Let f(x) := x^2 - x + 41, x = 1, k = 2, a = 3 .
Repeat indefinitely a two-step process:
x := x + 1,
If GCD( x^2 - x + 41, (x-1)^2 - (x - 1) + 41 - a* k ) >1,
then k := k + 1;

The first 20 values of the sequence that do not equal '1' are:
47, 227, 71, 359, 113, 563, 173, 839, 251,1187,347, 1607,
461,2099,593, 2663, 743,
3299, 911,4007

Many other values for the 'a' variable above, perhaps infinitely
many, (but not all)
may be substituted in the formula and produce long initial prime
chains.
for a = 3 : 3237 consecutive primes,
a = 2 : 736
a = 4 : 817
a = 5 : 858
a = 6 : 161
a = 7 : 1159
a = 8 : 221
a = 9 : 284
a = 10 : 1276 etc.

Many other equations, perhaps infinitely many, (but not all) may be
substituted
for x^2 - x + 1 in the given formula, or a more complicated
development of that formula,
with good results. Example: f(x):= 5*x^2 + 5*x + 1, x = 1,
k = 2, a = 10 : 553 consecutive primes, 276 distinct primes.

Aldrich Stevens

Anonymous said...

Just found this site and am trying to convert the code into "J".

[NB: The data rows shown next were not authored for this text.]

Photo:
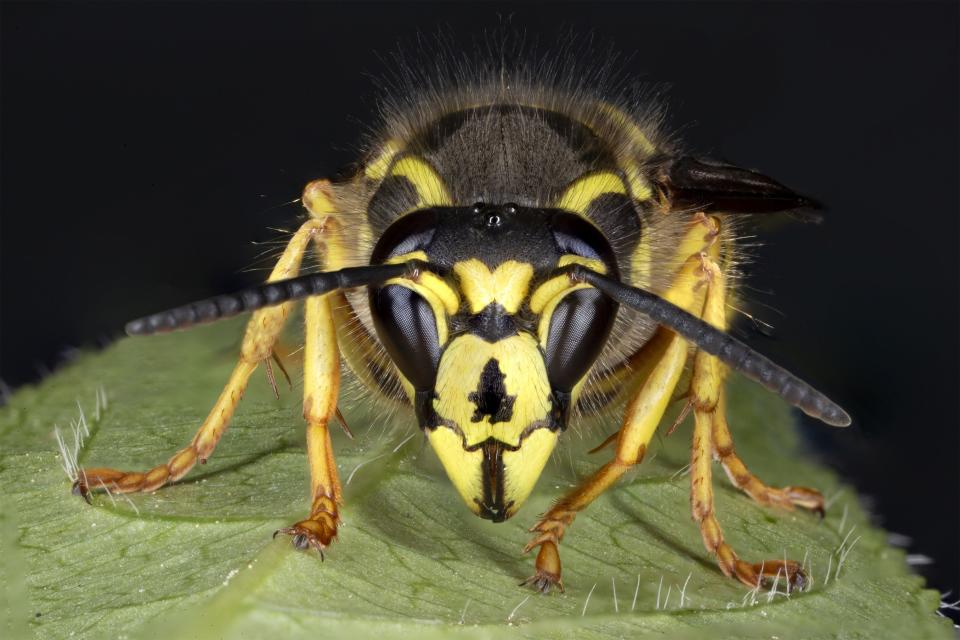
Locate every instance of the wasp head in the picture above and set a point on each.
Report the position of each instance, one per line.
(494, 346)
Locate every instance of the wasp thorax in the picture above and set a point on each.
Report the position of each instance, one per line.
(492, 348)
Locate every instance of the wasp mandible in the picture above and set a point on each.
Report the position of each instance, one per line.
(512, 253)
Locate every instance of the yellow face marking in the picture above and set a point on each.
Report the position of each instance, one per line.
(524, 379)
(430, 188)
(584, 190)
(522, 426)
(377, 168)
(507, 284)
(522, 468)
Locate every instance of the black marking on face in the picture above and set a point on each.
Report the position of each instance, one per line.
(453, 234)
(493, 323)
(492, 507)
(491, 396)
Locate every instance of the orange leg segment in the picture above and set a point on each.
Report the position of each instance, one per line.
(262, 333)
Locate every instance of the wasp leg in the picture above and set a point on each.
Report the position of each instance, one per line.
(321, 372)
(261, 335)
(743, 479)
(707, 398)
(657, 366)
(361, 351)
(643, 414)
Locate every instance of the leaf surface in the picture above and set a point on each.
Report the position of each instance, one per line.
(197, 560)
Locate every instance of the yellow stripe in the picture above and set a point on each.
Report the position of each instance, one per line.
(377, 168)
(430, 188)
(641, 147)
(584, 190)
(507, 284)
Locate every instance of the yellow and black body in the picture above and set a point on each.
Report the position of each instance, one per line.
(509, 256)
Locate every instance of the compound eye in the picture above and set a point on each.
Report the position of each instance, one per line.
(579, 327)
(407, 327)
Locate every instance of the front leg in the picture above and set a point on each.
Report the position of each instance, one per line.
(263, 329)
(712, 435)
(321, 384)
(669, 352)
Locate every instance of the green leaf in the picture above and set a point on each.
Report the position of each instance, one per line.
(197, 560)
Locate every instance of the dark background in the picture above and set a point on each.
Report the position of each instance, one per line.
(145, 146)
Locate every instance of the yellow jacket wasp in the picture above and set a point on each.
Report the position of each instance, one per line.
(510, 254)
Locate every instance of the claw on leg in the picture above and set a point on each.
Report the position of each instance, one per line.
(547, 573)
(743, 479)
(319, 530)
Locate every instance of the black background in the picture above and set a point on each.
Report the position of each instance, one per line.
(145, 146)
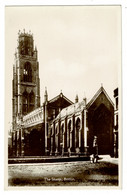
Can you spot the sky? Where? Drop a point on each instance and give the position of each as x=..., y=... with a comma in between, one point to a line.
x=79, y=48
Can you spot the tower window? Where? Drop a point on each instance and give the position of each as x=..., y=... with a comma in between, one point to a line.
x=31, y=101
x=27, y=72
x=25, y=103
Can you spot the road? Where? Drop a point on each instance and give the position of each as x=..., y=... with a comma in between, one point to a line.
x=64, y=174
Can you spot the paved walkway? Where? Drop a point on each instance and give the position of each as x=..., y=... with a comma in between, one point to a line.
x=108, y=158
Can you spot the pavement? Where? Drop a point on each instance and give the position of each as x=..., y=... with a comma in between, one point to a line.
x=55, y=159
x=108, y=158
x=78, y=173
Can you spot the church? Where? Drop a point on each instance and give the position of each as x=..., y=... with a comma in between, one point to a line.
x=58, y=126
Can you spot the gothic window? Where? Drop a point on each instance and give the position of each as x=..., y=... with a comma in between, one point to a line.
x=77, y=132
x=25, y=103
x=61, y=133
x=27, y=72
x=68, y=134
x=31, y=101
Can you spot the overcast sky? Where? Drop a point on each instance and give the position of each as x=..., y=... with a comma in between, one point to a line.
x=79, y=47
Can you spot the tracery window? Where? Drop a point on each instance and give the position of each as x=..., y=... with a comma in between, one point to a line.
x=31, y=101
x=25, y=102
x=77, y=131
x=27, y=72
x=68, y=134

In "J" (not java) you would write the following for GCD:

x +. y

So as an example:

x: 147573952589676412927 +. 761838257287

will return

761838257287

Buy the way:

1 - 2^67 is 147573952589676412927

and factors to the following numbers of:

193707721 761838257287

Anonymous said...

You said Benoit Cloitre proved his prime-generating formula. Did Benoit Cloitre proved his prime-generating formula? Eric Rowland said he did not in this presentation on the last page: http://thales.math.uqam.ca/~rowland/talks/Formulas_for_primes.pdf

Jeffrey Shallit said...

Why don't you just ask him, instead of me?

Unknown said...

Define the following sequence (given using Haskell syntax).

r 2 = 1
r n = (n-1 - (n-2)*(signum ((gcd x (n-1)) - 1))) * x
where x = r (n-1)

Then (r (n+1)) / (r n) is always 1 or a prime for n >= 2. Furthermore the sequence contains all the prime numbers in increasing order. Is this related in some way?